01.04.2009 · Schon dreimal ist eine Fusion der beiden genossenschaftlichen Spitzeninstitute DZ Bank und WGZ Bank gescheitert. Seit Sommer des vergangenen Jahres haben die beiden genossenschaftlichen Zentralbanken nochmals verhandelt. Nun haben sie die Fusion abermals abgeblasen
Die genossenschaftlichen Zentralbanken DZ Bank und WGZ Bank haben in letzter Minute die seit Mitte vergangenen Jahres vorbereitete Fusion abgeblasen. In einer Erklärung der beiden Banken heißt es, man sei übereingekommen, die Fusionsgespräche „derzeit nicht weiter zu verfolgen“. Als maßgeblicher Grund wurde die Situation an den internationalen Finanzmärkten angeführt, die zu einem hohen Maß an Verunsicherung geführt habe.

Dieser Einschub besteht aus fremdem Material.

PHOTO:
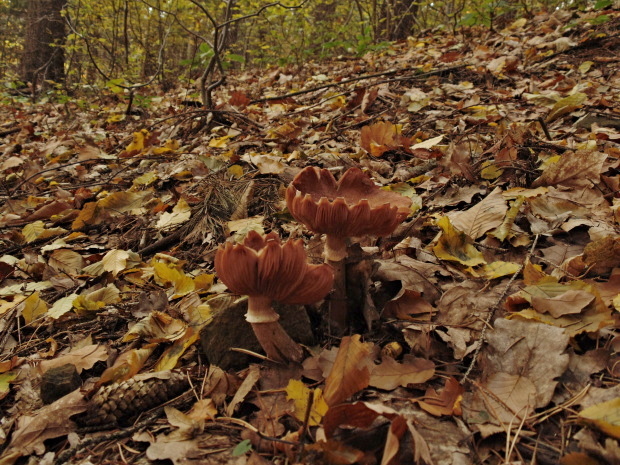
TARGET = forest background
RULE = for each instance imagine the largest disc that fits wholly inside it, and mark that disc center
(137, 137)
(125, 45)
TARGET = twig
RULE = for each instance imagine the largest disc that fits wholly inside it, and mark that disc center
(304, 427)
(360, 78)
(543, 125)
(487, 321)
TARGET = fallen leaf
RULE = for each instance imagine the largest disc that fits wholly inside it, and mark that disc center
(351, 370)
(390, 374)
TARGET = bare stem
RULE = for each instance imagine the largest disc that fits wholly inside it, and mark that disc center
(276, 343)
(335, 255)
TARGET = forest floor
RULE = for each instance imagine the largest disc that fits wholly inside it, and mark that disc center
(483, 331)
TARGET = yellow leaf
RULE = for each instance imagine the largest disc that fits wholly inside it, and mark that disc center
(171, 145)
(351, 370)
(33, 307)
(97, 299)
(605, 416)
(171, 355)
(5, 380)
(566, 105)
(219, 142)
(137, 144)
(490, 170)
(83, 305)
(236, 171)
(456, 246)
(300, 394)
(62, 306)
(498, 269)
(115, 118)
(180, 214)
(585, 66)
(165, 274)
(203, 281)
(146, 179)
(157, 327)
(32, 231)
(115, 261)
(5, 305)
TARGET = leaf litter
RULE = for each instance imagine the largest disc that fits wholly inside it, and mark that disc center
(487, 322)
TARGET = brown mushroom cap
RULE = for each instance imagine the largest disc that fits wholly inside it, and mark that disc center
(351, 206)
(262, 266)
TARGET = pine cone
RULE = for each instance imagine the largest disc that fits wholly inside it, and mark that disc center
(119, 402)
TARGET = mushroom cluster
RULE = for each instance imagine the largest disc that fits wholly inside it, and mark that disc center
(350, 207)
(265, 270)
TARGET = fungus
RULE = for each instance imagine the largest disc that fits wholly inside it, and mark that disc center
(351, 207)
(265, 270)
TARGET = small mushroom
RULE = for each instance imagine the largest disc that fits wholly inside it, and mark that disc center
(353, 206)
(265, 270)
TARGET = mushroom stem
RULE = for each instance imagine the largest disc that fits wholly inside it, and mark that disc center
(276, 343)
(335, 255)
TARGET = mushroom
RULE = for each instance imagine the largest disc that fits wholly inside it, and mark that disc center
(265, 270)
(353, 206)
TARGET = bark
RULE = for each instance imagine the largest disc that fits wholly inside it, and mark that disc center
(335, 256)
(398, 19)
(43, 56)
(276, 343)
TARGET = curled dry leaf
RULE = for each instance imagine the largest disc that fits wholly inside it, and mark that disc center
(381, 137)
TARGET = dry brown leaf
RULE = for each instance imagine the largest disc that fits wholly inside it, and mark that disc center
(380, 137)
(357, 414)
(83, 358)
(49, 422)
(602, 255)
(390, 374)
(574, 169)
(408, 305)
(570, 302)
(446, 402)
(351, 370)
(482, 217)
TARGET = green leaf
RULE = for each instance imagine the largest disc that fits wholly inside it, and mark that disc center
(602, 4)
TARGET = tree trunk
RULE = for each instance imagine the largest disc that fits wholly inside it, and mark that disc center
(398, 19)
(43, 57)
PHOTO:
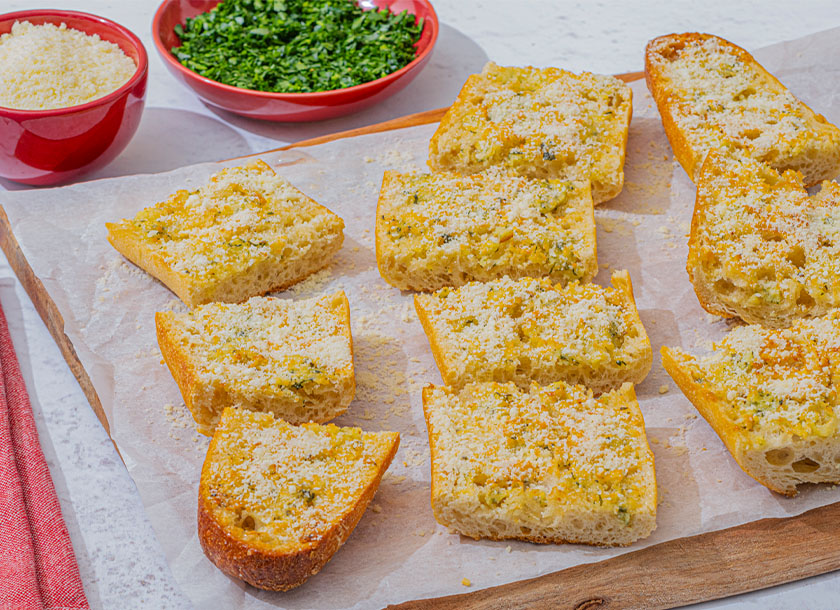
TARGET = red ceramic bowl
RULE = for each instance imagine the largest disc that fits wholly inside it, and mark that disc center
(52, 146)
(292, 107)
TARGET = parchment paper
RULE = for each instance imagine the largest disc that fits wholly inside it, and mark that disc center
(398, 552)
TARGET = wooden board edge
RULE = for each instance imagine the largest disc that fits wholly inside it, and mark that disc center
(49, 313)
(409, 120)
(708, 566)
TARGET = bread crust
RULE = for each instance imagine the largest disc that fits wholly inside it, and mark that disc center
(712, 410)
(263, 567)
(667, 100)
(176, 358)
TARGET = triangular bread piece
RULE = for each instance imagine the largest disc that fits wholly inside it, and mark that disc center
(291, 358)
(276, 501)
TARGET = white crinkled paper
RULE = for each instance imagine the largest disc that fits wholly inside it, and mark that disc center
(398, 552)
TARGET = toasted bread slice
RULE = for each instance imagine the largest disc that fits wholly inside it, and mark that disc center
(550, 465)
(712, 94)
(291, 358)
(276, 501)
(436, 230)
(760, 247)
(539, 123)
(531, 330)
(772, 397)
(245, 233)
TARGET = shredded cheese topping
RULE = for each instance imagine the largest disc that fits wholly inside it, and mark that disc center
(777, 383)
(243, 216)
(537, 122)
(504, 325)
(268, 346)
(760, 233)
(718, 97)
(48, 66)
(489, 224)
(550, 450)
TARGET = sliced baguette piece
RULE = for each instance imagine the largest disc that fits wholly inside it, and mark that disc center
(532, 330)
(549, 465)
(760, 247)
(712, 94)
(245, 233)
(276, 501)
(436, 230)
(539, 123)
(290, 358)
(772, 397)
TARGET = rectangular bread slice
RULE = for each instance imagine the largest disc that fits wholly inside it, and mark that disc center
(540, 123)
(532, 330)
(760, 247)
(549, 465)
(712, 94)
(290, 358)
(772, 397)
(276, 501)
(245, 233)
(436, 230)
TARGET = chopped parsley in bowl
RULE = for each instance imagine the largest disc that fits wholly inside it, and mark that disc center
(297, 46)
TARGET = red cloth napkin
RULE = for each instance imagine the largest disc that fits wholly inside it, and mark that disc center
(38, 569)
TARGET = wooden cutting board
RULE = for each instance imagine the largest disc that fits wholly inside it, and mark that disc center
(678, 572)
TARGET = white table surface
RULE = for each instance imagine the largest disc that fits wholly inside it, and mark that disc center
(120, 559)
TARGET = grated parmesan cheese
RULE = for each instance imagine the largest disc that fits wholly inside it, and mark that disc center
(48, 66)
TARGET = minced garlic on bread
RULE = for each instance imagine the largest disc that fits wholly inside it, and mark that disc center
(532, 330)
(276, 501)
(761, 248)
(712, 94)
(436, 230)
(290, 358)
(245, 233)
(772, 397)
(540, 123)
(549, 465)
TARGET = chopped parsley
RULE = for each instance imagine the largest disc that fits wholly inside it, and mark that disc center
(296, 46)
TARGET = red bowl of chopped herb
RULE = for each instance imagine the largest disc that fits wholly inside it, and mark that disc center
(295, 60)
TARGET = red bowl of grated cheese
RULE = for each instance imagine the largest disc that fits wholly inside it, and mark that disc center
(41, 144)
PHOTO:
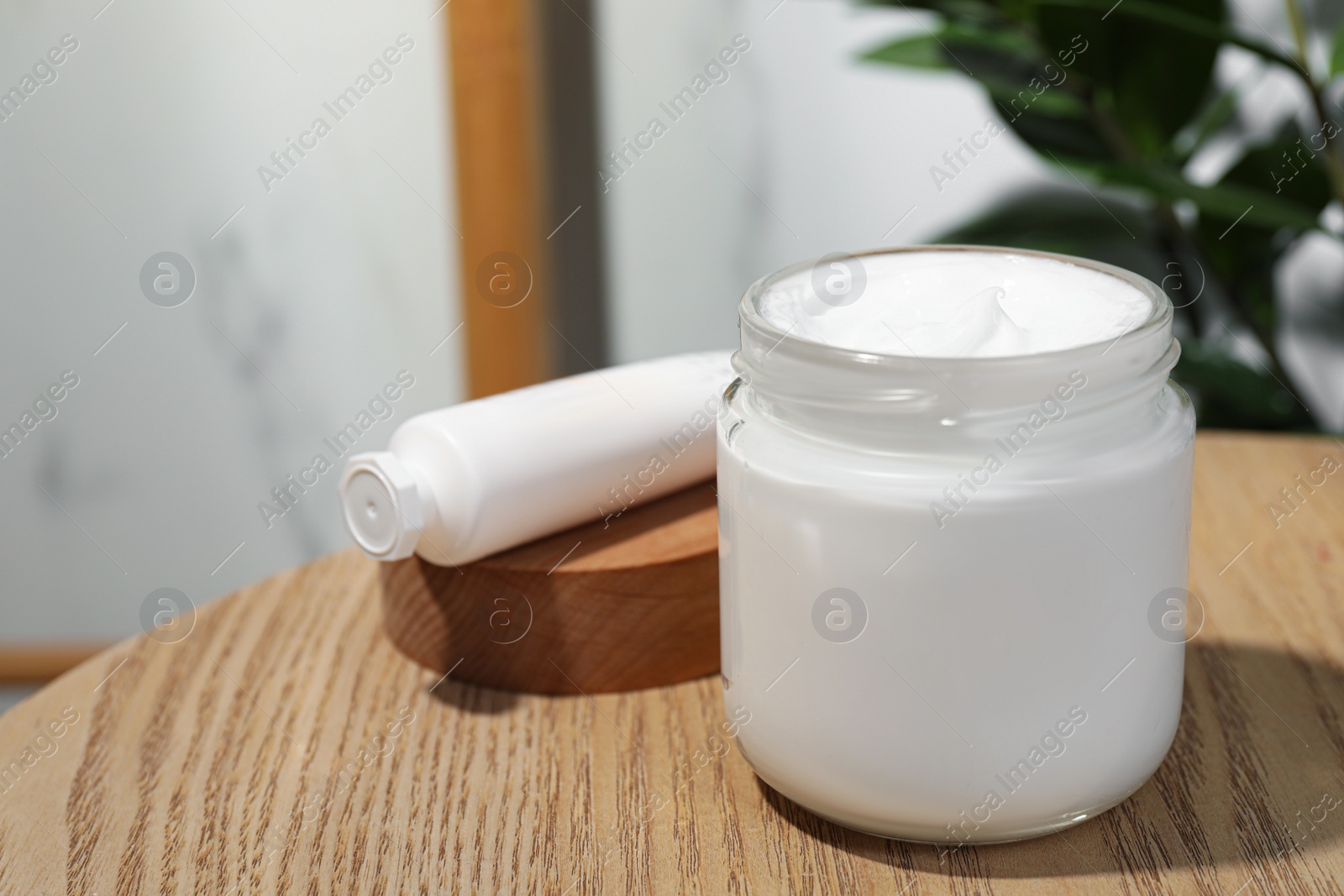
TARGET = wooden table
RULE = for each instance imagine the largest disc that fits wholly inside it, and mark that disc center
(192, 768)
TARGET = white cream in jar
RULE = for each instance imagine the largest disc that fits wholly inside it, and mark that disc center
(954, 483)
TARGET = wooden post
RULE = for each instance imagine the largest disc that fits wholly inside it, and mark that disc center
(506, 270)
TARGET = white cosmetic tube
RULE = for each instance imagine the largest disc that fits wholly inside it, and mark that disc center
(480, 477)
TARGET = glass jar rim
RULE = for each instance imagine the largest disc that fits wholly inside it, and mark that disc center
(749, 311)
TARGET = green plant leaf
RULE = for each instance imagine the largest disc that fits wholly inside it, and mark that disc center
(1243, 254)
(1215, 114)
(1227, 201)
(918, 51)
(1337, 56)
(1149, 76)
(1173, 16)
(1230, 394)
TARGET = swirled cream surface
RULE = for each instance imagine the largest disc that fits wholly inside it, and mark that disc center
(954, 304)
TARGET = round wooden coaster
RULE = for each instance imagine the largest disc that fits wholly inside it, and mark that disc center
(618, 605)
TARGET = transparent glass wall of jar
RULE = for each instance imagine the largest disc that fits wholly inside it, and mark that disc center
(938, 577)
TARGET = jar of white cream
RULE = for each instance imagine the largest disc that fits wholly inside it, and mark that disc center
(954, 483)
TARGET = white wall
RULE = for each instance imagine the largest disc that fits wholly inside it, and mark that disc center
(307, 302)
(816, 152)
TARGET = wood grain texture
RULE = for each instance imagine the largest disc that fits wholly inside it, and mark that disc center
(624, 604)
(492, 51)
(192, 768)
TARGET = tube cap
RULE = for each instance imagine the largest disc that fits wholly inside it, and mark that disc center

DZ Bank und WGZ Bank würden jedoch ihre gute bisherige Zusammenarbeit weiter ausbauen und dabei wichtige Projekte sowohl für die beiden Häuser als auch für den Verbund realisieren.
Problem: die Frage der Altlasten
Die beiden Banken sind die Zentralstellen von rund 1200 Volks- und Raiffeisenbanken, die auch die Eigentümer sind. Zudem gehören zur DZ Bank auch die Bausparkasse Schwäbisch Hall oder die R&V-Versicherung. Neben Privatbanken und Sparkassen bilden die Genossenschaftsbanken die dritte große Säule im deutschen Bankensektor. Mit der Fusion sollte nur noch ein Spitzeninstitut für den gesamten Bereich zuständig sein.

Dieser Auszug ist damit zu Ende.